However, these developments raise serious questions about how the brain is being modelled computationally in companies such as IBM, or how neuroscientific insights and models are being embodied in the kinds of AIEd applications promoted by Pearson. The ways IBM and Pearson conceive the brain are deeply consequential to the AI and cognitive systems they are developing, and to how they might interact with human actors and possibly influence their cognition by shaping their brains. These understandings may not provide adequate approximations of human mental and cognitive functioning.

Many AI and cognitive computing enthusiasts treat the brain as a kind of computational system that can be debugged and optimized, and reproduce reductive scientific representations of the brain as an information-processing computer:

Just a few years after the dawn of computer technology in the 1940s, the brain was said to operate like a computer, with the role of physical hardware played by the brain itself and our thoughts serving as software…, firmly rooted in the idea that humans are, like computers, information processors. This effort now involves thousands of researchers, consumes billions of dollars in funding, and has generated a vast literature consisting of both technical and mainstream articles and books … speculating about the algorithms of the brain, how the brain processes data, and even how it superficially resembles integrated circuits in its structure. The information processing metaphor of human intelligence now dominates human thinking, both on the street and in the sciences.
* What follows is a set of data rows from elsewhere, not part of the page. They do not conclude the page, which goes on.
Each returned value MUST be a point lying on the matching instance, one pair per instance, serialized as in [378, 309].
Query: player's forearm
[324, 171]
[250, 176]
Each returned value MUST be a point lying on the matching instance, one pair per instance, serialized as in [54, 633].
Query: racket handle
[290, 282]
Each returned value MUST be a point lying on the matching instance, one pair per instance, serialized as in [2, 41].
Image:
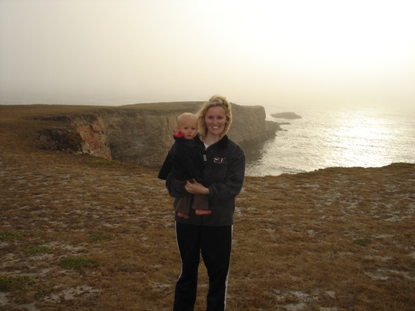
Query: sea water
[335, 137]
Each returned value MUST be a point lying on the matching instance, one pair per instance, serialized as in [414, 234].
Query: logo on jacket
[219, 160]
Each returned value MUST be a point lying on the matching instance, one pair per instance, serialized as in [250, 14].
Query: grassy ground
[80, 233]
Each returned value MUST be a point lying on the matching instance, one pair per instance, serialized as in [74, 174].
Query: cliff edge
[142, 133]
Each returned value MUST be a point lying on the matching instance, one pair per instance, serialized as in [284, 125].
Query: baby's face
[188, 127]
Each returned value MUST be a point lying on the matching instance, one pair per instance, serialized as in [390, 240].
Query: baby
[186, 163]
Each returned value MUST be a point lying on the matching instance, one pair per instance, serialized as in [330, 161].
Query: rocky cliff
[141, 133]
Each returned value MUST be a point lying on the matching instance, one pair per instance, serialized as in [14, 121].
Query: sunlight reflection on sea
[335, 138]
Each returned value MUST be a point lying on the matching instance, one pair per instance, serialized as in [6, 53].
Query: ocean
[335, 137]
[323, 137]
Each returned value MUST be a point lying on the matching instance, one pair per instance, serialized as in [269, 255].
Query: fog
[287, 53]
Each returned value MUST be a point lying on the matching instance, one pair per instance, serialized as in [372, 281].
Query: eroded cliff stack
[141, 134]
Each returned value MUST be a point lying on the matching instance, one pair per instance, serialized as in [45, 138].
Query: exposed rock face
[142, 134]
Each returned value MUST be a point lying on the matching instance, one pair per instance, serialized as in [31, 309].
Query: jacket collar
[221, 143]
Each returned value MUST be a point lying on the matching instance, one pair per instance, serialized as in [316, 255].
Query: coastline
[334, 238]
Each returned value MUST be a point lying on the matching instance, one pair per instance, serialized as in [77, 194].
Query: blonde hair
[215, 100]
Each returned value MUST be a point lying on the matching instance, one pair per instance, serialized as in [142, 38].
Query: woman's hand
[193, 187]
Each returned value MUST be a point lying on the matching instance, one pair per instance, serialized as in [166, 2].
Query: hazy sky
[253, 52]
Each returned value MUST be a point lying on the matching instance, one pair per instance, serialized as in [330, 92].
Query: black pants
[215, 245]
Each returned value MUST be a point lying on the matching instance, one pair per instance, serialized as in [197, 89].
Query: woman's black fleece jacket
[223, 174]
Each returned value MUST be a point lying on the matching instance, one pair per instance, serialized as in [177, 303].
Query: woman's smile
[215, 120]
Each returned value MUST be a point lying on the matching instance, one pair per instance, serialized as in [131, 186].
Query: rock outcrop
[142, 134]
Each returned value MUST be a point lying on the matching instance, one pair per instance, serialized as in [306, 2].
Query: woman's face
[215, 120]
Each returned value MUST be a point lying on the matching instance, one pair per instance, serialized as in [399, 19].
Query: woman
[209, 235]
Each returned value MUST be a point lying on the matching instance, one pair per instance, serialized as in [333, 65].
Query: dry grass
[79, 233]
IBM’s ideal that cognitive systems can “rewire the ways we learn” inscribes the information-processing metaphor onto the learning brain. While the systems that IBM and Pearson are promoting may be “brain-based” and “brain-targeted” then, they reproduce a problematic understanding of mental life in terms of computational information processing. They not only treat the neural networks of the learning brain as computable, but may be confusing brain-inspired machine learning and information processing with the complexity of embodied, culturally relevant and socially situated learning.